Виктор взглянул на полицейского. Лицо его было бледным, как у утопленника, глаза смотрели бессмысленно.
— Хоть что-нибудь ты успел увидеть? — спросил Виктор. Полицейский выбил дробь зубами и принялся выдавливать из себя:
— Все белое… коридор… вокруг никого… иду… люк подо мной… открылся… а там черно, как в колодце, и звезды… я туда упал… оказался в воде… тут же и… в себя пришел…
— Что страшного-то? — спросил Виктор. — Чего тебя трясет?
— Г… голос… в коридоре в этом… н-не х-ходи с-сюда… жутко так сказал… с… с-смертью повеяло… б-будто…
Подошел доктор. Виктор обернулся к нему:
— Что со вторым, Николаич?
— Амнезия. Даже как зовут не помнит. А первый все еще в коме.
Виктор оглядел себя критическим взглядом, пробормотал:
— Переодеться, что ли… — И ушел к полицейскому «бобику». Полицейский кивнул в его сторону и спросил доктора:
— Н-неужели п… пойдет?
Доктор швырнул в траву недокуренную сигарету.
— Выхода у него нет.
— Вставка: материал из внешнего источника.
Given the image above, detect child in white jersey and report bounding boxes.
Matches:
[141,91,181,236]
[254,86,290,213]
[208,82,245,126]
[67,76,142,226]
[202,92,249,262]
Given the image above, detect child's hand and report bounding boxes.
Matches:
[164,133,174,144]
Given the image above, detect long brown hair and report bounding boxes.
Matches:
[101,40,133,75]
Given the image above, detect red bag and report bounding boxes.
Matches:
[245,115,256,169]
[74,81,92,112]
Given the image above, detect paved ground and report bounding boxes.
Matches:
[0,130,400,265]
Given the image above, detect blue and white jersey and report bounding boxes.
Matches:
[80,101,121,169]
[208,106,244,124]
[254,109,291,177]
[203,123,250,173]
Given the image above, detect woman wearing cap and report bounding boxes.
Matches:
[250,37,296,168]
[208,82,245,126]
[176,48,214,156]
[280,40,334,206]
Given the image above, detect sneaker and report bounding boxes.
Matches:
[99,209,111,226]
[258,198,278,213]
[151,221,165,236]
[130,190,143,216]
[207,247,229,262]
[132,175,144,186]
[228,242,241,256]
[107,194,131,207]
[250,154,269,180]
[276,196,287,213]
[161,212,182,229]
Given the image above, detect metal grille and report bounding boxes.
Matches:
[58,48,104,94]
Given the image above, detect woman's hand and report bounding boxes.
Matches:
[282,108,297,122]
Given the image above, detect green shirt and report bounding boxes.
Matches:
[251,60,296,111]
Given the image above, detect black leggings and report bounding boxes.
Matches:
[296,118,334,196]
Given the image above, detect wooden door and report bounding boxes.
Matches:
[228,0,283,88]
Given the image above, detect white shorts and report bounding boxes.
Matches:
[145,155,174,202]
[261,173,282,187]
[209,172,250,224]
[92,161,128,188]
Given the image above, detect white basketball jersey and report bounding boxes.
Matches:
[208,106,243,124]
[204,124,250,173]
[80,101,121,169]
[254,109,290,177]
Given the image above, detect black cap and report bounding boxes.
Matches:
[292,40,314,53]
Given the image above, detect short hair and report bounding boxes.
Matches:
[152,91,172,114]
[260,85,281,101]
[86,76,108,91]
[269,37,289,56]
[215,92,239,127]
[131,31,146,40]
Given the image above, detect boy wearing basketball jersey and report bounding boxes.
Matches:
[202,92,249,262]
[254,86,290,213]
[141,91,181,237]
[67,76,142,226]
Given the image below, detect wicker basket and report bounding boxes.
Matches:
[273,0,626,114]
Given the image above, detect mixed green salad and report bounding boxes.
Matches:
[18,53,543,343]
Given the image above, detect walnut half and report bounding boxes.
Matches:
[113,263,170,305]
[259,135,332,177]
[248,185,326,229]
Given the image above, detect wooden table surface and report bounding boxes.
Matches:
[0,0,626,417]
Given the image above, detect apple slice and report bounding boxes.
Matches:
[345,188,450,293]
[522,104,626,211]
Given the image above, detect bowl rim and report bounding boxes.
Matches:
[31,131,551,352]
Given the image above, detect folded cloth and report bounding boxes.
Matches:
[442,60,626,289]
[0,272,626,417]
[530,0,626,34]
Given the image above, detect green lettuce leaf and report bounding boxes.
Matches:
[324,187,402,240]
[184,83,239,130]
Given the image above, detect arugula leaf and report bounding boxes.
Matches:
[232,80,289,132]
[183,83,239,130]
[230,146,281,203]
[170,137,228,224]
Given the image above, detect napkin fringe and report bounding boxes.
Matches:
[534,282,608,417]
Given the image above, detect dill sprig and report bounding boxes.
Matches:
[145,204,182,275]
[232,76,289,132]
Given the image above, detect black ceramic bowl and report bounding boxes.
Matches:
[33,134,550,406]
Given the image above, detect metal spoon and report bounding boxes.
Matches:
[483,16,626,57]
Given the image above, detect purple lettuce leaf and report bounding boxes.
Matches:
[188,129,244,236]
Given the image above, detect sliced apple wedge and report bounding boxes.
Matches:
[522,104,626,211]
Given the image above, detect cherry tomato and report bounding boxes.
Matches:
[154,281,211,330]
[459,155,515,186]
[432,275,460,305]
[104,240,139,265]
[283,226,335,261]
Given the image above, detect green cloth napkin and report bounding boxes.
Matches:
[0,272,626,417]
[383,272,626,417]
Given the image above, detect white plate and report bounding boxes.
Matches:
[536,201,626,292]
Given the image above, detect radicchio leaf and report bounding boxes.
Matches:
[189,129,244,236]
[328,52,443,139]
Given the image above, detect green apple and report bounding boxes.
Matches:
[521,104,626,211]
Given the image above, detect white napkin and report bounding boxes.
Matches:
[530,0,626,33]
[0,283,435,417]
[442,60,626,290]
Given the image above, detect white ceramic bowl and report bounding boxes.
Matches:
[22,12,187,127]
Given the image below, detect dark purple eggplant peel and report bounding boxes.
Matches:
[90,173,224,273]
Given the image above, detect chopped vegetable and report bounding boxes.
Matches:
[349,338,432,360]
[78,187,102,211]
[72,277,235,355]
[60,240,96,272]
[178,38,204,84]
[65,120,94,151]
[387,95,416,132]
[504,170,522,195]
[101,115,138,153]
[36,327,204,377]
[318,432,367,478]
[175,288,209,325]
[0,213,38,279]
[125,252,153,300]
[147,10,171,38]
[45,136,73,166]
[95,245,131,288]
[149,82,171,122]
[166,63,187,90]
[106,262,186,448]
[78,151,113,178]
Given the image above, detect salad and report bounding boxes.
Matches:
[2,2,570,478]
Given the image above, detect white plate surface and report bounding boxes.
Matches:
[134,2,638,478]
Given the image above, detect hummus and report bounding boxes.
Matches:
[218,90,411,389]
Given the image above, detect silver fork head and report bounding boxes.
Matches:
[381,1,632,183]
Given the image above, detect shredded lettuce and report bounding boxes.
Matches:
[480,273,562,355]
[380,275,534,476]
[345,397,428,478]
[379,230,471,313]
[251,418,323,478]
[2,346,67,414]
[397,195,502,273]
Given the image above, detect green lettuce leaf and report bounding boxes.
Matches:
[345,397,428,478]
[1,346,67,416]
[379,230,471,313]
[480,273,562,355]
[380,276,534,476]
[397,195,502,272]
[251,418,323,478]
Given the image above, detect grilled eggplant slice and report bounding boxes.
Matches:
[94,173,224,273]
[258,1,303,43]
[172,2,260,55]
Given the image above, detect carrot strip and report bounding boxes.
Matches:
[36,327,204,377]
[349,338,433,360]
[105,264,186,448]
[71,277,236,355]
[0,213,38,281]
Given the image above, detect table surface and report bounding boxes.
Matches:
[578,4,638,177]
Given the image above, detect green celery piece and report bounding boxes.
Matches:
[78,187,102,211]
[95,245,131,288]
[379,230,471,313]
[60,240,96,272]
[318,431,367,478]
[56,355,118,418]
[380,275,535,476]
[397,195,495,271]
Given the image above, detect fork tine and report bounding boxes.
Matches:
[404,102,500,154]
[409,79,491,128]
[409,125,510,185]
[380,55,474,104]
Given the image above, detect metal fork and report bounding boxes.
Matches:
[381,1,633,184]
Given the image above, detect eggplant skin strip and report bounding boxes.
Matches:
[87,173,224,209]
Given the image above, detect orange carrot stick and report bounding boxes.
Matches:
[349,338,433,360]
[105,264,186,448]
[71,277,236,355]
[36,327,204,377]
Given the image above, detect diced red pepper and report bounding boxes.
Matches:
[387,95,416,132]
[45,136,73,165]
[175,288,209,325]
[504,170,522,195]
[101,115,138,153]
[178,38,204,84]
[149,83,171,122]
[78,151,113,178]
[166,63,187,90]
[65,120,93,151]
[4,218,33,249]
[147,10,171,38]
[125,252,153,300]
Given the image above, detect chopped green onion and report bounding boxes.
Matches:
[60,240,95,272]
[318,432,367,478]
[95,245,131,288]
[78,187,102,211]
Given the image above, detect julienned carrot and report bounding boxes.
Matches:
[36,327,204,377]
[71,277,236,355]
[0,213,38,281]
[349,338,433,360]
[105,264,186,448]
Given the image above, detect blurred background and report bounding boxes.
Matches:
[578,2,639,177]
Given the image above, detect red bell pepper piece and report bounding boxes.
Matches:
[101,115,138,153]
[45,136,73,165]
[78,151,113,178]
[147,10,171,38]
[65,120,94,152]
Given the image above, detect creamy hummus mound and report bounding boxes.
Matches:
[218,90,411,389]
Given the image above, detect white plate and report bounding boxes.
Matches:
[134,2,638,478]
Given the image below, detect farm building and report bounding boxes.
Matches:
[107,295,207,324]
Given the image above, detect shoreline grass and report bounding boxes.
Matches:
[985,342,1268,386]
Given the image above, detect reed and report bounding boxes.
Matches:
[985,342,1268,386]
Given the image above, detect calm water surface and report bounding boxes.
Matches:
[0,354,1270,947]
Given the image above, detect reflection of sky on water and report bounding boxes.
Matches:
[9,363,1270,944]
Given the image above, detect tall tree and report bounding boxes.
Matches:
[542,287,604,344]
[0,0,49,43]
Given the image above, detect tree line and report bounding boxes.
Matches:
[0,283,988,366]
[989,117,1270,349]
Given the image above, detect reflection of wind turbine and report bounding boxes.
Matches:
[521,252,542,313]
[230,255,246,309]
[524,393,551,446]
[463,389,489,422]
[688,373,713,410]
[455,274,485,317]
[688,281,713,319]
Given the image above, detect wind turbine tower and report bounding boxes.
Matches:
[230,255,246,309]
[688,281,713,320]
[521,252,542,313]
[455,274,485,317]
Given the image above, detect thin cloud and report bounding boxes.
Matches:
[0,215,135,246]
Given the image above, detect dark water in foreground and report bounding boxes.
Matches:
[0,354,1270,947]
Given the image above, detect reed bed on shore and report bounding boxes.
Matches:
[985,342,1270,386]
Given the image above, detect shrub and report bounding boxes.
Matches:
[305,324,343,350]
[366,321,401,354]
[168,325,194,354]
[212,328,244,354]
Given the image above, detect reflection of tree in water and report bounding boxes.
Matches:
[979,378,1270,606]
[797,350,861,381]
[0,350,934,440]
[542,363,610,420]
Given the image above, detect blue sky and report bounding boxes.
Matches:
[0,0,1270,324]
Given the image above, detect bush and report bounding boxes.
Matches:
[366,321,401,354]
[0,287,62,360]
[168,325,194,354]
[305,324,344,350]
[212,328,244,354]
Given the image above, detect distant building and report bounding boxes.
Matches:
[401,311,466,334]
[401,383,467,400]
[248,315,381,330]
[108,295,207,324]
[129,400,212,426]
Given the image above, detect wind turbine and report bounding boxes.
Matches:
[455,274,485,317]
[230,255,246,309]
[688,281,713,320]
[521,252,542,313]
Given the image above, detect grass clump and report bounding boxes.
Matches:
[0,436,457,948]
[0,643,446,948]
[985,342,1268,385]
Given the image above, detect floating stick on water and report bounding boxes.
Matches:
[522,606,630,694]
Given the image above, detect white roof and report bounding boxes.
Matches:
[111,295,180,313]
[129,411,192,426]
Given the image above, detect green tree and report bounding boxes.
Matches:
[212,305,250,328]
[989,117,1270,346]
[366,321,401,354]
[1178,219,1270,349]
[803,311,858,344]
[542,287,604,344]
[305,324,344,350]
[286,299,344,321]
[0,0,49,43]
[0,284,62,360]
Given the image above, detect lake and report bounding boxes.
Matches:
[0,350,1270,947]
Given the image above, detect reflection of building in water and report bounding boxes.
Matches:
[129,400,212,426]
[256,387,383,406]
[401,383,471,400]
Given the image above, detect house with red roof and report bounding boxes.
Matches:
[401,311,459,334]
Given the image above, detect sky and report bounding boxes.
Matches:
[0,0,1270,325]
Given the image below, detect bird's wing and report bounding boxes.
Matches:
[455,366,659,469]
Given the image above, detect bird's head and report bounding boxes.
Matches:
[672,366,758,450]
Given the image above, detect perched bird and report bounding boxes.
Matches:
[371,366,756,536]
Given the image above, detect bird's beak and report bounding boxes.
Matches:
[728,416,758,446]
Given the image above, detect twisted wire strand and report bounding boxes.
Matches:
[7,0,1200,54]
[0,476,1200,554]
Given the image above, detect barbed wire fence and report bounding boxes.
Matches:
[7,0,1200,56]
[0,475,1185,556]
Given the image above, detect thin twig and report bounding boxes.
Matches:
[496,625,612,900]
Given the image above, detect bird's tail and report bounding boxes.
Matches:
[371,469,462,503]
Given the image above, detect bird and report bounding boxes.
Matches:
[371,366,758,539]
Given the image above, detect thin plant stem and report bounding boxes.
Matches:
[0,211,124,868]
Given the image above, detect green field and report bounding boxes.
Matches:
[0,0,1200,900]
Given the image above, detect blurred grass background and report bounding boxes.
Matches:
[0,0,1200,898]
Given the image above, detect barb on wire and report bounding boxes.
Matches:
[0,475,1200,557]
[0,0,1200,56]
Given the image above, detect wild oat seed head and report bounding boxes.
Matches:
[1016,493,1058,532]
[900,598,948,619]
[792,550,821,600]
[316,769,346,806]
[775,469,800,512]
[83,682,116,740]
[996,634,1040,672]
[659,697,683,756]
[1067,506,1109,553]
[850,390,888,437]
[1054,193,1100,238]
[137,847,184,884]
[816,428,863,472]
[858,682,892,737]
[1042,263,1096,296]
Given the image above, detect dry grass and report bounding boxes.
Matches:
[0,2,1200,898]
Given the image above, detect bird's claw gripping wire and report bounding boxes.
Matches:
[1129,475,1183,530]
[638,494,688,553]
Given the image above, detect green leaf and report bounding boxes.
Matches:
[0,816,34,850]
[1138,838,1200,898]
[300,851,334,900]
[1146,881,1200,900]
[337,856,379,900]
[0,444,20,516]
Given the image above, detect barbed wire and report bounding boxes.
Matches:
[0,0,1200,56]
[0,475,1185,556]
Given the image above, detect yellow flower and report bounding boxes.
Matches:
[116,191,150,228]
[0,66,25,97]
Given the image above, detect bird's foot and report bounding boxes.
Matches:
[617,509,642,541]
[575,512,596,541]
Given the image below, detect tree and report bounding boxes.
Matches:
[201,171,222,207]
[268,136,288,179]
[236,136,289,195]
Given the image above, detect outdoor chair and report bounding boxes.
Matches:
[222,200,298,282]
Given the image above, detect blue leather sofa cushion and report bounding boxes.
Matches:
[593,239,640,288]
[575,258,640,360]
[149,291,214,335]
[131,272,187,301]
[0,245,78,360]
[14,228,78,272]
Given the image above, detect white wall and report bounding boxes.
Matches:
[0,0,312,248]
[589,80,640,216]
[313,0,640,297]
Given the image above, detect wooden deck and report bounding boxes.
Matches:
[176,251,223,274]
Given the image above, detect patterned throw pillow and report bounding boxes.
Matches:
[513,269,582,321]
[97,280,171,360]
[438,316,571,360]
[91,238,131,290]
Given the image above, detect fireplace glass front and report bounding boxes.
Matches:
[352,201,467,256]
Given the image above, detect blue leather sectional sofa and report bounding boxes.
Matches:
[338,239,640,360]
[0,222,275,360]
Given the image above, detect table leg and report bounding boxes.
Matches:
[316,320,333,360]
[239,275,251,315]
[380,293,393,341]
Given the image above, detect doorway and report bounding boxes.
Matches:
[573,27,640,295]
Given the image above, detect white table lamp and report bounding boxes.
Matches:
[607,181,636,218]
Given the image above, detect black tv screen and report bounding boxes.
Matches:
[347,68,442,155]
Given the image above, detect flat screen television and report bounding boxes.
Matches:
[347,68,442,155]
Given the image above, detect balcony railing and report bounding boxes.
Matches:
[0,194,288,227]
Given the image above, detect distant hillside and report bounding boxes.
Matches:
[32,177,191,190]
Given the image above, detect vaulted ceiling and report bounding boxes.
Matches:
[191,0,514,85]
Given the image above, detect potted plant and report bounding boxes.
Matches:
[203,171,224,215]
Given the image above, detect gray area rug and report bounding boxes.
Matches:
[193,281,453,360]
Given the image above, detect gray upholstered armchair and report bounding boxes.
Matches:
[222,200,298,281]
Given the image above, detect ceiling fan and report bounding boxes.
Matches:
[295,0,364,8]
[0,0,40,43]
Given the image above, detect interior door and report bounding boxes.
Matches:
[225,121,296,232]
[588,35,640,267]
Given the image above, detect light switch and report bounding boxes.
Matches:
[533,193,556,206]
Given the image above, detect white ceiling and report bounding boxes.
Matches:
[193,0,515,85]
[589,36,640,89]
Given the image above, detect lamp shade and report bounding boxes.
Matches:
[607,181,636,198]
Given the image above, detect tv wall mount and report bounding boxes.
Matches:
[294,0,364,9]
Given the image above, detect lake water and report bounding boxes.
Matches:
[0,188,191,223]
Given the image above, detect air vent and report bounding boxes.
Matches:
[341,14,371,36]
Невеста у него там. Хорошая девушка…
Солнце наконец зашло за лес. На берегу продолжали метаться блики мигалок.
Виктор открыл глаза. Над ним нависал скверно побеленный потолок с бурыми потеками. В центре нервно мигала люминесцентная лампа. Виктор приподнялся на локте и огляделся.
Больничная палата с единственной койкой, на которой он лежал, старый стол со стулом, напротив кровати — шкаф-развалюха. Две двери. Та, что слева от шкафа, приоткрыта, и за ней виден белый фаянсовый умывальник. И ни одного окна.
Виктор сел. На нем, как на пугале, висела пижама неприятного коричневого цвета: штаны и куртка. Под курткой он обнаружил белую майку старомодного кроя, на полу стояли ботинки без шнурков, служившие, очевидно; домашними тапочками. Виктор обулся и тут же все вспомнил.
Значит, он каким-то образом выжил?!
Он вскочил на ноги и кинулся к двери. За дверью тянулся унылый обшарпанный коридор захолустной больницы, несколько дверей располагались слева и справа. Место показалось Виктору знакомым. Он направился по коридору и оказался в холле, посреди которого стоял громадный стол, по виду помнивший заседания парткомов и кумачовую скатерть, окруженный такими же древними стульями. Здесь тоже не было окон. На стене висела репродукция картины «Лунная ночь на Днепре». Ни в коридоре, ни в холле не было ни души. И тут Виктор понял, что конфигурация помещений больницы соответствует расположениям отсеков на станции «Dream-2». Он уставился на две двери, выходящие в холл. За той, что слева, на станции находился отсек капитана, а здесь ее украшала табличка «Главный врач». Виктор подошел, постучал и потянул за ручку. Дверь оказалась заперта. Тогда он отправился к двери справа, где было написано «Смотровая», и тоже постучал. Дверь оказалась незапертой, и Виктор попал в комнату, несомненно, медицинского назначения. Он узнал и топчан, на котором очнулся несколько дней назад, и стол, и шкаф — белый железный шкаф с застекленными дверками, за которыми поблескивали какие-то склянки и инструменты.